Minimally invasive vectorization of Kwant
Here's a plan to vectorize Kwant with a minimal amount of changes. The idea is that this is something that can be coded quickly, but is still very useful, and comprises a useful step forward towards more generalized systems/operators.
In the following, I only speak about finite systems. Infinite systems should be a straightforward generalization.
Vectorization of low-level systems
A kwant (low-level) system provides two things:
(1) A graph whose nodes (=sites) and edges (=hoppings) are densely numbered, each starting with zero.
(2) A way to obtain an element of the Hamiltonian matrix that is identified by two site indices and may further depend on system parameters.
I propose to extend the low-level system API in the following way:
We introduce numbered "value kinds". (I'm looking for a better name, how about "part"? I don't want to say "term", because of the limitation that each site/hopping belongs only to one value kind.) Each site and each hopping has exactly one value kind associated with it. This association is exposed by the API in two ways: two arrays that store the value kind index for each site and hopping, and for each value kind, a sequence of the associated site/hopping indices.
(We probably want to restrict a given value kind to either sites or hoppings. We even might have two separate numberings, one for site value kinds and one for hopping value kinds, but then, we may also have a single common numbering. This is a detail to be discussed.)
We add a new method that allows to query a single value kind in a vectorized way for all the associated sites/hoppings at once. That method takes the value kind index, and system parameters. It returns a dense 3D array of the shape (n, a, b) where n is the number of sites/hoppings that share the value kind, and (a, b) is the size of the matrix element. Obviously this implies that all values that share the same kind have the same matrix shape (for the same parameters).
For each value kind, we list the necessary parameters.
Observe that the above allows to implement
hamiltonian_submatrix efficiently. It also preserves the numbering of sites and hoppings, so that existing user scripts continue to work unchanged.
Still, to simplify our lifes, we might want to deprecate
hamiltonian_submatrix, and even break support for calling it in the fully general way. In practice,
hamiltonian_submatrix is either called for the full system, or for the unit cell and the inter-cell hopping of a lead.

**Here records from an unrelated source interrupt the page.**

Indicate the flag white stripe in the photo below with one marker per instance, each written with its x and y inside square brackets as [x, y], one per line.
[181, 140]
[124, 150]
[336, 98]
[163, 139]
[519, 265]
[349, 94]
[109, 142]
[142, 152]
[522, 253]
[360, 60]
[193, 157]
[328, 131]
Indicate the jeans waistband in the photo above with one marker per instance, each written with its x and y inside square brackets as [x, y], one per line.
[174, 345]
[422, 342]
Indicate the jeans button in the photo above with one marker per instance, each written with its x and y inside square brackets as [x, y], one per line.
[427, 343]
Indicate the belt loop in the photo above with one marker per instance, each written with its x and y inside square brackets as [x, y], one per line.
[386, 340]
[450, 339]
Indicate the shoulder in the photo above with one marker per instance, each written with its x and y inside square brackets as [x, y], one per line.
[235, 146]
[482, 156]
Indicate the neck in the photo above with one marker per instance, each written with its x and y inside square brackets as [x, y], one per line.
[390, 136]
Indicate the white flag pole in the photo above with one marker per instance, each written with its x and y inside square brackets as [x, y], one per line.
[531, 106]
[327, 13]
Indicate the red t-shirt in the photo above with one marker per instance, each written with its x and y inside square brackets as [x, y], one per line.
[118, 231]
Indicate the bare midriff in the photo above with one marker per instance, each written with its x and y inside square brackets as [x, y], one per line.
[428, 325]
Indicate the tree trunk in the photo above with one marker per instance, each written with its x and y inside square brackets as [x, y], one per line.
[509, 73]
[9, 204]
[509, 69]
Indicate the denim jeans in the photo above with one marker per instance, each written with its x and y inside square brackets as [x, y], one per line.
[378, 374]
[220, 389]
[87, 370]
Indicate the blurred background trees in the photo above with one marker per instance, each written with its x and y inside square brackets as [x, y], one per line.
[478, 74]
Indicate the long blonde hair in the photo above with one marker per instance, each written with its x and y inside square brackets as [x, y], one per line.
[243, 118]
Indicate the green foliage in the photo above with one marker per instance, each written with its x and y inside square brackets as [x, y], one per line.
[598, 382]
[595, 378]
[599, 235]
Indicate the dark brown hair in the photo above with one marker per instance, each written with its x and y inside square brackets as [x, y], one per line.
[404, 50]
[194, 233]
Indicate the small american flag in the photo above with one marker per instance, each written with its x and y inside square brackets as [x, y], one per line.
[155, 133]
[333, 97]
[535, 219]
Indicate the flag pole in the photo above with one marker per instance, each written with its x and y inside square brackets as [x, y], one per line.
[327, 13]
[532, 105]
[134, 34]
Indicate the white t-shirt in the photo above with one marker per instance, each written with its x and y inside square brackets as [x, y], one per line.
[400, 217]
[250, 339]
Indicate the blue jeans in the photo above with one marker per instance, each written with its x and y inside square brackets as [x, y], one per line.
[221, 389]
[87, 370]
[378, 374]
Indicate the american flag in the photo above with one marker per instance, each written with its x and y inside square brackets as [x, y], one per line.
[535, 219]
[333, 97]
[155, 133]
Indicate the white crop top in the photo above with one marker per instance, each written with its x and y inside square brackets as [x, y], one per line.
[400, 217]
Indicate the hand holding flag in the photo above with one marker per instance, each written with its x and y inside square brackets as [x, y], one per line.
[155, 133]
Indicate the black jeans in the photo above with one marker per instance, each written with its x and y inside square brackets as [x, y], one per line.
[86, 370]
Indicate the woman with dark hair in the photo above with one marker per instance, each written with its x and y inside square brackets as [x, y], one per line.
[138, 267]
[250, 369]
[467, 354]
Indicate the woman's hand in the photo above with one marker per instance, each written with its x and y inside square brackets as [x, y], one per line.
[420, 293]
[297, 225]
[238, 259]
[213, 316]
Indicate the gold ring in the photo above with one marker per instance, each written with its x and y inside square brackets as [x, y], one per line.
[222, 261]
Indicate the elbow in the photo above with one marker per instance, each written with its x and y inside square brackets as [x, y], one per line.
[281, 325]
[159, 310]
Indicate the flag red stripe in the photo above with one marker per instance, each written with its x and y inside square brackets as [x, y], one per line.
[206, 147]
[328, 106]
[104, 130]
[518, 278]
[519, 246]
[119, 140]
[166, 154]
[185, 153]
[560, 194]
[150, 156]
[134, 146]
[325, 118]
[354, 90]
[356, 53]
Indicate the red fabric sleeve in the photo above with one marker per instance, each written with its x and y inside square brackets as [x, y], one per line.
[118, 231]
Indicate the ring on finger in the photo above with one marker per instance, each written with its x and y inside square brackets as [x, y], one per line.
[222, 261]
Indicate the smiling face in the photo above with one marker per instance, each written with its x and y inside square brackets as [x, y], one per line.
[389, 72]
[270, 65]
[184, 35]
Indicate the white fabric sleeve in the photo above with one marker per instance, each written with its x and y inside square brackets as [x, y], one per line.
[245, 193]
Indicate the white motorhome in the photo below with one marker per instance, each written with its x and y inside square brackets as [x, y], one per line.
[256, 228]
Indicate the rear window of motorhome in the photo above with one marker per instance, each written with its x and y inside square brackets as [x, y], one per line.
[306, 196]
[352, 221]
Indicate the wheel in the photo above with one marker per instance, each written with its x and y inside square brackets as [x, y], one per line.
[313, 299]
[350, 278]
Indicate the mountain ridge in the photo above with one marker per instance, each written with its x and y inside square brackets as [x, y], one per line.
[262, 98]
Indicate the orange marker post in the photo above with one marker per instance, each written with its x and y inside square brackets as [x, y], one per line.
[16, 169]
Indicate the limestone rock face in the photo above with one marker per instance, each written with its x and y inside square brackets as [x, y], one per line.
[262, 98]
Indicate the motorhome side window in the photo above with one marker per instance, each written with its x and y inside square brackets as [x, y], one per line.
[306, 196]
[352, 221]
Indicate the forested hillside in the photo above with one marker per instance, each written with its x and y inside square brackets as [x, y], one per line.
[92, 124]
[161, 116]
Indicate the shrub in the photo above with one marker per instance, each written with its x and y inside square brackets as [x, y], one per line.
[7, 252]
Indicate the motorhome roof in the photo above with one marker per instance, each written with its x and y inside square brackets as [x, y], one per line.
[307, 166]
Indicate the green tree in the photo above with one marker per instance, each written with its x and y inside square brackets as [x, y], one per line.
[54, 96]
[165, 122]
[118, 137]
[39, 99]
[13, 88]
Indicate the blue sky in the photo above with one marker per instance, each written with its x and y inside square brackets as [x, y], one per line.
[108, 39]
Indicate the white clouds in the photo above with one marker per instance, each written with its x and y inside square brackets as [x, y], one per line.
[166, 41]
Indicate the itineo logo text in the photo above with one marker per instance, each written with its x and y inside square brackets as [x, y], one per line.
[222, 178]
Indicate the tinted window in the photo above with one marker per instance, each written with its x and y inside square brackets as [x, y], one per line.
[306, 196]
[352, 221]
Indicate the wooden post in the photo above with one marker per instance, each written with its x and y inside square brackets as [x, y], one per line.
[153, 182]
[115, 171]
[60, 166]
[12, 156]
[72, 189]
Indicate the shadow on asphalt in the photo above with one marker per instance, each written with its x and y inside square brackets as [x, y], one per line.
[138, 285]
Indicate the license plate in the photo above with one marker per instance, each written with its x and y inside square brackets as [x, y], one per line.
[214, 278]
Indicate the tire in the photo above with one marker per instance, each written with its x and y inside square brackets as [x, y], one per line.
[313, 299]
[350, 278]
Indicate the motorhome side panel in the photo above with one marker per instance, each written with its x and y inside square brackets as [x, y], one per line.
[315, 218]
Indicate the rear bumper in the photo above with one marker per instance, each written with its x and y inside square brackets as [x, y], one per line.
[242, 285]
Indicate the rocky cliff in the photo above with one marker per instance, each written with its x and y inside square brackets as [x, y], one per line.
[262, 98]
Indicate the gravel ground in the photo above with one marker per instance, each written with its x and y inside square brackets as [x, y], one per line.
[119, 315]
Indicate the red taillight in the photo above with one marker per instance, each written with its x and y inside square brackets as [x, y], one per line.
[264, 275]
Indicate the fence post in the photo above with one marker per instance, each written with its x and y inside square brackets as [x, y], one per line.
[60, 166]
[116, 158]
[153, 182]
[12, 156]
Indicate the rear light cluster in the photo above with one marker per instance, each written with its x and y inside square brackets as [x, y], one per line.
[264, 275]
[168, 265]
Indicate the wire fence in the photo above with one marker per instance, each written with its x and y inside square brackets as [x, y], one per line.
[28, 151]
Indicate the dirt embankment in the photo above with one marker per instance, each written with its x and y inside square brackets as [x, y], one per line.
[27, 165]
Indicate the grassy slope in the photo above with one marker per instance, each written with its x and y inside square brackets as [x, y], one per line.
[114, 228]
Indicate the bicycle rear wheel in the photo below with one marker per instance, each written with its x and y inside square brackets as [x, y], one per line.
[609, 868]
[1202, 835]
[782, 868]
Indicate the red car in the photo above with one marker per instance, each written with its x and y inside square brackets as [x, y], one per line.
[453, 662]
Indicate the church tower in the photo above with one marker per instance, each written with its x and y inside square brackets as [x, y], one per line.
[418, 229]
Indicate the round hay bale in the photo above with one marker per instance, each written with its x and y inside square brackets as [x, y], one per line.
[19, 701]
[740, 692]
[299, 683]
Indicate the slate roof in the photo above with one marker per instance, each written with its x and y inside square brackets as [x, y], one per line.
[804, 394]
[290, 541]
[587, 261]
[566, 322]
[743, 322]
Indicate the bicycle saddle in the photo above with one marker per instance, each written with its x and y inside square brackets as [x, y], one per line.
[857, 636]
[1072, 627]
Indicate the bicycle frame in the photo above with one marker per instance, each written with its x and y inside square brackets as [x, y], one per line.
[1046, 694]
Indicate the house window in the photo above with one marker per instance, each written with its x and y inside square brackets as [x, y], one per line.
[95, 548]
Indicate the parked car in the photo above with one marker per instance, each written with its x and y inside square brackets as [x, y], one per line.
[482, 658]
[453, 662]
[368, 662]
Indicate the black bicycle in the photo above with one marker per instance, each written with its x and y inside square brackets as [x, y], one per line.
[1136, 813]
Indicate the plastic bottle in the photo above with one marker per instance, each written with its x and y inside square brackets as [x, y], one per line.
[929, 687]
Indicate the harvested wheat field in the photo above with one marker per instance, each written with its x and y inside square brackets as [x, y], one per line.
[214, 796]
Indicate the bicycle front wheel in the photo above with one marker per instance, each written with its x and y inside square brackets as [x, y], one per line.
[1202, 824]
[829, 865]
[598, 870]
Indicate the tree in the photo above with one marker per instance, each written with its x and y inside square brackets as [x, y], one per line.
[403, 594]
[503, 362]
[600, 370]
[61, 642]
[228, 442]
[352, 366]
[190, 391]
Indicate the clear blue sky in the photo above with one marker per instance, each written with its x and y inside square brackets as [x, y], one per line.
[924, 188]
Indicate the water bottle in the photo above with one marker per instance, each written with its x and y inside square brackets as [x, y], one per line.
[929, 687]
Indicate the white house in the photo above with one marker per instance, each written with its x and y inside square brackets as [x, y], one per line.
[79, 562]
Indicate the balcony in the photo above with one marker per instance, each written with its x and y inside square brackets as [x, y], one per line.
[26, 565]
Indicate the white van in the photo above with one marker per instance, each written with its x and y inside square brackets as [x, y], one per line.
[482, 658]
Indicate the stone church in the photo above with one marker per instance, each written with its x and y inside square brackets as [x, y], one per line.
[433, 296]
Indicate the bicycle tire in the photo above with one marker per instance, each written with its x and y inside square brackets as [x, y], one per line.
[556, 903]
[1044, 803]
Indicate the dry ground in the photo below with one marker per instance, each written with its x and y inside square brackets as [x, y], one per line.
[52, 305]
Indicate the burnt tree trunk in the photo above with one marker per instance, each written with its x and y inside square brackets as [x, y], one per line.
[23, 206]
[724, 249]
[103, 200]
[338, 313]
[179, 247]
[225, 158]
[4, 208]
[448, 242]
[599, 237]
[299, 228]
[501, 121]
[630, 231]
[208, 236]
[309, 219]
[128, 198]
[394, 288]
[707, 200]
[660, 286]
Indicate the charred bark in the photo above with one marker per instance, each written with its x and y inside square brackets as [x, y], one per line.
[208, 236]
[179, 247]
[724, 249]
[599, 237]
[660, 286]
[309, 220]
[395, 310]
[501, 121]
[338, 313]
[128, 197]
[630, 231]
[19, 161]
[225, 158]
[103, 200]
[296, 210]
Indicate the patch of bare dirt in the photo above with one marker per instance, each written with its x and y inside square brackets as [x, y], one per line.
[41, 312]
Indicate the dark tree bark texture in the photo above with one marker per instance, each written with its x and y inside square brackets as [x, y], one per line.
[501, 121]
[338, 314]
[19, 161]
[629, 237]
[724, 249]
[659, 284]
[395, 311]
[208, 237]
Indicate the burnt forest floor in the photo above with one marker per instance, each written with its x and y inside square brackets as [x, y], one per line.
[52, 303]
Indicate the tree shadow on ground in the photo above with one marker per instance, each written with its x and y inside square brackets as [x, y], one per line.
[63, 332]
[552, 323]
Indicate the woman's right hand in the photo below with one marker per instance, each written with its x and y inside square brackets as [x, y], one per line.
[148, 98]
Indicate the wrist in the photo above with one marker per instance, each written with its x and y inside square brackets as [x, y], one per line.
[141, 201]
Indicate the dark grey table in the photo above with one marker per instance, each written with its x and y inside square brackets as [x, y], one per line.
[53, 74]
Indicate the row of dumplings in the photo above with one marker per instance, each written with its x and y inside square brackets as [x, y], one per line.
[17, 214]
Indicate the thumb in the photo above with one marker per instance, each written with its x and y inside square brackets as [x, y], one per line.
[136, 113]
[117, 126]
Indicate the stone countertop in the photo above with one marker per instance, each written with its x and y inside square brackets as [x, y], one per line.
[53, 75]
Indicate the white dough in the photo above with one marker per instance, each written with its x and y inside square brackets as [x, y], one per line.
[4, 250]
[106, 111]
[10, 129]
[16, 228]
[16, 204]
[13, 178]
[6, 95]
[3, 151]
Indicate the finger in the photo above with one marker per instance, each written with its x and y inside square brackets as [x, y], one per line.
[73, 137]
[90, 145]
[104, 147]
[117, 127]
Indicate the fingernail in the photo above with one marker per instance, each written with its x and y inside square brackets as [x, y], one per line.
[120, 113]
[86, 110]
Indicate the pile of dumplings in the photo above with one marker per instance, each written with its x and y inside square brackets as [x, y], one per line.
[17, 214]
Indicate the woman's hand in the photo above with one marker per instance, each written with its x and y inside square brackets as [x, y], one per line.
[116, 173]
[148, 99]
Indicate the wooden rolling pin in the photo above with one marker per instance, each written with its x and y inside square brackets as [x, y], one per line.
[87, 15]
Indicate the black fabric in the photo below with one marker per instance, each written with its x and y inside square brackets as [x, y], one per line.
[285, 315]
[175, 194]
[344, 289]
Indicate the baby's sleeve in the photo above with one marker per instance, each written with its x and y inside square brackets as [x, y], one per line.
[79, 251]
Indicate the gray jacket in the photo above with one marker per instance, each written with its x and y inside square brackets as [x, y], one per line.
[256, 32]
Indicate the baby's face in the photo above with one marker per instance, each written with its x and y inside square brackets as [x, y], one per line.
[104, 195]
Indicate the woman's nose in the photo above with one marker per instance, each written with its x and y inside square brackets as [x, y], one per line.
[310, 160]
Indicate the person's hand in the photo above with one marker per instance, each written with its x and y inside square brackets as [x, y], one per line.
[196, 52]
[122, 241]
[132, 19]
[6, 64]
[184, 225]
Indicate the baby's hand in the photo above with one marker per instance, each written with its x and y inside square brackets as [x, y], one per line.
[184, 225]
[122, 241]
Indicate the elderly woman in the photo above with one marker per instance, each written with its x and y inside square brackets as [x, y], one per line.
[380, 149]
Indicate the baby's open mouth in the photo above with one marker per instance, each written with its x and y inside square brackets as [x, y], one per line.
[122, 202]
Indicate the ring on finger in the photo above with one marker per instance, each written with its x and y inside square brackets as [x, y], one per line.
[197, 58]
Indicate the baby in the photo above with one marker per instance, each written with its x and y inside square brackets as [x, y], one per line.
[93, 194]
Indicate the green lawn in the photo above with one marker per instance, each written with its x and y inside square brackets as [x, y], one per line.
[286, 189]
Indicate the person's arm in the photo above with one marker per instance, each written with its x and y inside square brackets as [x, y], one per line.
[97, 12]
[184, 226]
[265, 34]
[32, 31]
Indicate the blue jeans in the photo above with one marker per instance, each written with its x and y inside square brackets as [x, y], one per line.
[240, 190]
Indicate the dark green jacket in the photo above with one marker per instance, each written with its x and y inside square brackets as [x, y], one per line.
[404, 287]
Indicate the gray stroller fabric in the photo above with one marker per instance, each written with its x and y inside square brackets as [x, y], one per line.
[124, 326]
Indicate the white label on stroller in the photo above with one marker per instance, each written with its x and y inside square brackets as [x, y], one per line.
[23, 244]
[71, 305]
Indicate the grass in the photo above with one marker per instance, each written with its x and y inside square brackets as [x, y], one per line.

Vectorized finalized builders
How to implement the above API for finalized builders?
We introduce a new
SiteArray class that associates multiple tags with a single site family. It's API is like the one of
Site, but in plural (except for
family). So, there's
positions that each return a sequence. Note that for the common Bravais lattices, both
positions can return a single dense 2D array of numbers.
From the user's perspective, vectorized builders are created in exactly the same way. The only difference is that value functions receive
SiteArray instances instead of
Site, and return arrays of values. In addition, vectorization needs to be enabled somehow. This could be done with a global switch, e.g. by calling
Of course finalized builders have to provide the new vectorized low-level system API as well as the old one. Observe that providing the old one, i.e. the
hamiltonian method poses no problem. We can keep the old code and only adapt it very slightly to call vectorized value functions with site arrays of length one.
The vectorized evaluation interface can be also provided efficiently. Note that builder is free to classify values as value kinds within the constraints imposed by the low level system API (i.e. compatible matrix sizes). So, it makes sense to classify as one value kind all sites or hoppings that share the same value function and in addition share the same site family (pair). For example, for graphene with one kind of onsite value function and one hopping value function, there will be two kinds of onsite values (one for each site family), and one or two types of hopping kinds. (That depends on whether the user has specified only A->B kind of hoppings or also B->A hoppings. IIRC builder will remember the one that has been set.) The Hermitian conjugate opposite hoppings can be treated with the same approach as currently.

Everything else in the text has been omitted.